Denali Capital (NASDAQ:DECA) announced this morning that its shareholders approved its combination with biotech firm Longevity during a special meeting yesterday, January 9.
The deal was overwhelmingly approved as holders of 5,196,327 shares voted in favor of the proposal while holders of just 10,100 shares cast their votes against it.
In connection with the meeting, shareholders holding 4,440,202 public shares opted to redeem their shares. In total, Denali saw an aggregate of 98.82% of its trust removed from redemptions, including from previous extension votes, leaving it with around $1 million post-vote.
In August, Denali added $18 million in equity funding to its combination with Longevity through the sale of newly issued series A preferred shares to FutureTech Capital. But, the amount of shares purchased was later decreased in November from 1,800,000 to 1,300,000, reducing the funding to $13 million.
When announcing the business combination, Denali noted it aimed to raise a $30 million PIPE and that it must provide $30 million in cash in order for the deal to close.
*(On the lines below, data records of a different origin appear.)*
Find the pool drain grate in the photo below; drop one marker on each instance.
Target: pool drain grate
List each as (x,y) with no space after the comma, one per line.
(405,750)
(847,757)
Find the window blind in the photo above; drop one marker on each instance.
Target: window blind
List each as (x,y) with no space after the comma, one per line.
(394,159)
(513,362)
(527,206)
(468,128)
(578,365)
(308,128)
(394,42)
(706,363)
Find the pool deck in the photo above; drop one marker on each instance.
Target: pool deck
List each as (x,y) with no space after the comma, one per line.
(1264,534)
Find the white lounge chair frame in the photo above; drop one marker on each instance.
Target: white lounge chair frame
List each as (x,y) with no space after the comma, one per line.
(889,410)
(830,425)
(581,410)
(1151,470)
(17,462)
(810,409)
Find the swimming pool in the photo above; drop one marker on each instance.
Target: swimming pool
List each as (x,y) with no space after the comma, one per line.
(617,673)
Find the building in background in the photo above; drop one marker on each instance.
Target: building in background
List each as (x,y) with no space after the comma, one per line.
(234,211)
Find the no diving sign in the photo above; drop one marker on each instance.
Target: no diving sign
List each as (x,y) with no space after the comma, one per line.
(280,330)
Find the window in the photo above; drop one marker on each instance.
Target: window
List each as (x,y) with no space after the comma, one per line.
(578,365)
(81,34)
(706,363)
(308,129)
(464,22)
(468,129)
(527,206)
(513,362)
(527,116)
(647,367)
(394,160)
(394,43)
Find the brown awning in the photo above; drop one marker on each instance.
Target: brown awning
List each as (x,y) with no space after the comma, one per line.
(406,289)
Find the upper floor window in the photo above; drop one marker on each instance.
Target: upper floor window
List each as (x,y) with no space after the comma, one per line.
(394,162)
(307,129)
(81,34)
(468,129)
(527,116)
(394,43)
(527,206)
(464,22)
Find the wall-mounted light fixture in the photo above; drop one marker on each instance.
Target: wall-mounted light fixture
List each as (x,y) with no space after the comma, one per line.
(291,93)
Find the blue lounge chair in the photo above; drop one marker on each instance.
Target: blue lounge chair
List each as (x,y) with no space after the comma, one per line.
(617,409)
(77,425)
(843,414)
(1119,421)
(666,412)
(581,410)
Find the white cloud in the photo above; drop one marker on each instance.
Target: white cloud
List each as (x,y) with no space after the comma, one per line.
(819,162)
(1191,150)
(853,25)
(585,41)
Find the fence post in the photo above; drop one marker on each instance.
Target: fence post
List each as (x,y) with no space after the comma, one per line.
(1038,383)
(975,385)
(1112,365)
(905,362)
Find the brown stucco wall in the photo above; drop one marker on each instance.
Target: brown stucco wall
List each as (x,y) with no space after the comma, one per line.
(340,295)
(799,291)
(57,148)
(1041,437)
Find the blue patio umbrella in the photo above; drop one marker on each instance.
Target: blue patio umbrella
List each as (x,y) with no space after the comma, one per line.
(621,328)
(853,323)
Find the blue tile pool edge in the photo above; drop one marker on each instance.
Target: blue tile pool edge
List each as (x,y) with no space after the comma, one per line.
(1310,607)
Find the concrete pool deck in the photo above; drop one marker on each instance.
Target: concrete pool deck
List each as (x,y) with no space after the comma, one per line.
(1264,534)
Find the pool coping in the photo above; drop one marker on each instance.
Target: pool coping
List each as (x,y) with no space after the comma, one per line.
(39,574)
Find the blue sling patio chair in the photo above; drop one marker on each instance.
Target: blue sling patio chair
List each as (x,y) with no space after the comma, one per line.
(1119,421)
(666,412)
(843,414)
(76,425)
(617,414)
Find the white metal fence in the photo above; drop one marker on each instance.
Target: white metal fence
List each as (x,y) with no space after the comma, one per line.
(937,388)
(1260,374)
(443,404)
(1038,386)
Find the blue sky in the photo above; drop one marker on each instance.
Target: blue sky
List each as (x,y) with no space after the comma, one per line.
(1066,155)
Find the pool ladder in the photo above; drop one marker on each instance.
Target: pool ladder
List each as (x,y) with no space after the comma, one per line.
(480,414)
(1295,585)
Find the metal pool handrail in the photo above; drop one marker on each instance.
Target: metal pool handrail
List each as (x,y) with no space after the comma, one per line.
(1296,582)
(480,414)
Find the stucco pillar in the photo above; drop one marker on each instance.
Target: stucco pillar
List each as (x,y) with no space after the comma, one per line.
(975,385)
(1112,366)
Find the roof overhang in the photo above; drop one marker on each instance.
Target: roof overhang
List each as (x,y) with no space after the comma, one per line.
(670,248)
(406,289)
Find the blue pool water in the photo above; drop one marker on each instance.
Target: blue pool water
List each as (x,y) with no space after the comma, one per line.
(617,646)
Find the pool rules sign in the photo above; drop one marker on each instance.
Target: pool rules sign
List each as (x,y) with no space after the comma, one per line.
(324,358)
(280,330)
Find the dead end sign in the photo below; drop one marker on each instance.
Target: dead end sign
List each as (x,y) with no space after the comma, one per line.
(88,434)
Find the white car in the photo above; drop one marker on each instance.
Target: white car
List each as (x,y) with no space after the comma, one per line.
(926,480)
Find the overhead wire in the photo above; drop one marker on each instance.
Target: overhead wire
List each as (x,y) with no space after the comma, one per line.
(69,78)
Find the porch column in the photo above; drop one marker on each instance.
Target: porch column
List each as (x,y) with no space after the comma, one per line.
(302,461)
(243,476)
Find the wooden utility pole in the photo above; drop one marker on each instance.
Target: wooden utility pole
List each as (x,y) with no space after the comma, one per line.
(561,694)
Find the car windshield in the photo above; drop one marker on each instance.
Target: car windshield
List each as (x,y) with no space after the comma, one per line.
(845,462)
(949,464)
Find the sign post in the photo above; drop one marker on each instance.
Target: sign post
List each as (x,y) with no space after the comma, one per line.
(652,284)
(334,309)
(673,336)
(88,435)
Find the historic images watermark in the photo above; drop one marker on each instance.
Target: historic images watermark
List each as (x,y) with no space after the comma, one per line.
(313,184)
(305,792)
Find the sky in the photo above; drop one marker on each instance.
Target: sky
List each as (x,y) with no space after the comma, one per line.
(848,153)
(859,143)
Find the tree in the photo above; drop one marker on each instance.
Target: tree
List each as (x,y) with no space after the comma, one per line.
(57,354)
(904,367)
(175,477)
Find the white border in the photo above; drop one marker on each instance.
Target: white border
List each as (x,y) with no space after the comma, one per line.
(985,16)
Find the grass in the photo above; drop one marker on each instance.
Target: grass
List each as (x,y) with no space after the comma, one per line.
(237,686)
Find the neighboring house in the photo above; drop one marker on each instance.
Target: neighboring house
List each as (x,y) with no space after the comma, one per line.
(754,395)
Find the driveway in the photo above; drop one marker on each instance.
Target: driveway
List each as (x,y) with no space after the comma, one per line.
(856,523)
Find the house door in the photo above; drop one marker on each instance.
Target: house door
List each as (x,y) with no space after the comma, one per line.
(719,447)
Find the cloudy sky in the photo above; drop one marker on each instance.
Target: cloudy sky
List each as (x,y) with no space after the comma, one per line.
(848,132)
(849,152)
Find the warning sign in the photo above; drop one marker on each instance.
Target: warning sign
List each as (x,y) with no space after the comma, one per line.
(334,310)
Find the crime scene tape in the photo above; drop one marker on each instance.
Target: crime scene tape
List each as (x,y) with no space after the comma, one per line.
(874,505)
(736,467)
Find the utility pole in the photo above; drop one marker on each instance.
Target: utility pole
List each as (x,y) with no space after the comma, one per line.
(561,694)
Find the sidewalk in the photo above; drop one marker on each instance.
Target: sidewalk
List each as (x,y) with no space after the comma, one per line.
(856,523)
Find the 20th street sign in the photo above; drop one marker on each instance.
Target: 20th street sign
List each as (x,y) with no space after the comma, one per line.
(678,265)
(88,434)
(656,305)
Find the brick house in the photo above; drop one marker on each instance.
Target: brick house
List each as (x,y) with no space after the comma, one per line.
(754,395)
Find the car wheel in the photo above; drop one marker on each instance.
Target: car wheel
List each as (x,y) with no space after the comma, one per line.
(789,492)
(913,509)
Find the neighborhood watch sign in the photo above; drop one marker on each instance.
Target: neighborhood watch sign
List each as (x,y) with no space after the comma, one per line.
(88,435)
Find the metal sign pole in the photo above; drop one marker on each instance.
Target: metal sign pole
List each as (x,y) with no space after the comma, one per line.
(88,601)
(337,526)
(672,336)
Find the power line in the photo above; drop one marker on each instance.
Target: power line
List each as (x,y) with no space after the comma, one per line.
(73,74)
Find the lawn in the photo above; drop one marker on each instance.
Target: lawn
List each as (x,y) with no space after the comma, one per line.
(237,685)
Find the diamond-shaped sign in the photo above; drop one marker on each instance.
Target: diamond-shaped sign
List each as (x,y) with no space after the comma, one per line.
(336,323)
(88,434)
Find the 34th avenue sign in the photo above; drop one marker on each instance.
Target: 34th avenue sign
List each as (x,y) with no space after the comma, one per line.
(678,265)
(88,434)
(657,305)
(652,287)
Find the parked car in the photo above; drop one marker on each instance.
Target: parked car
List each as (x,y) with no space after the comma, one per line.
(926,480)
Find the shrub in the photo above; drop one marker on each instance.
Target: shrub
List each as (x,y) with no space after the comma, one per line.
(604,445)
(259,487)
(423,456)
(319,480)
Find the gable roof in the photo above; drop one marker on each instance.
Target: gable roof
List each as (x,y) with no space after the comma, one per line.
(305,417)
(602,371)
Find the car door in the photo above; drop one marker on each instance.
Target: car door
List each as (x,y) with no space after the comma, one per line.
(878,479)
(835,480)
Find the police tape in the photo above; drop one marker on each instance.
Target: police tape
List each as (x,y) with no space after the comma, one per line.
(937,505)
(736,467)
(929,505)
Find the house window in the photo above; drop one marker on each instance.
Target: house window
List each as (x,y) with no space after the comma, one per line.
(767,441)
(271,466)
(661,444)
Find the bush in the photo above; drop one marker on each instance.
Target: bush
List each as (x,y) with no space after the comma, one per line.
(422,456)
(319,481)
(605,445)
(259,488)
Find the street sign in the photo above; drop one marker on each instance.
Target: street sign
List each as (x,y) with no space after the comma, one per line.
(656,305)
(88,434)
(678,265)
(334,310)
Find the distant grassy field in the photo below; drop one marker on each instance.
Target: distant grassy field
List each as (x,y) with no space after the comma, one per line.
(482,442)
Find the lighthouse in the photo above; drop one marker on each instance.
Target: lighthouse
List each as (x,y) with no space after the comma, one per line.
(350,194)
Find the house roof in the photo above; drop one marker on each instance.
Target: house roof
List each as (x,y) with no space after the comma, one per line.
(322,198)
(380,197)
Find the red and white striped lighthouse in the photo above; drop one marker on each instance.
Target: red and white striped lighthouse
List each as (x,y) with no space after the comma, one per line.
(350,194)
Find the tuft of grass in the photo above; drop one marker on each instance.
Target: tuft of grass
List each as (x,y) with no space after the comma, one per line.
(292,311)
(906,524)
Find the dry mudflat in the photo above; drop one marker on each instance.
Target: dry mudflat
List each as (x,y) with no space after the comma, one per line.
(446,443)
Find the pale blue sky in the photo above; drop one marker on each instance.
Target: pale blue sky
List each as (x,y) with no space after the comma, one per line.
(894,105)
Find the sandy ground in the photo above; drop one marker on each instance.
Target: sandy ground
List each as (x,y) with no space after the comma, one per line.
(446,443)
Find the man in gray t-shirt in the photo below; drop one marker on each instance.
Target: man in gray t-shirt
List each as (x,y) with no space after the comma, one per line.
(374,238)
However, this closing cash condition was later waived.
The parties have not yet disclosed a timeline for the closing of the combination, but upon completion, the combined company is expected to trade on the Nasdaq under the symbol “LBIO”.
Denali Capital initially announced its $236.2 million combination with Longevity in January 2023. Bothell, Washington-based Longevity is building a platform to consolidate a number of clinical-stage therapies, beginning with treatment candidates aiming to improve outcomes of certain vascular conditions as well as replace lost tissue.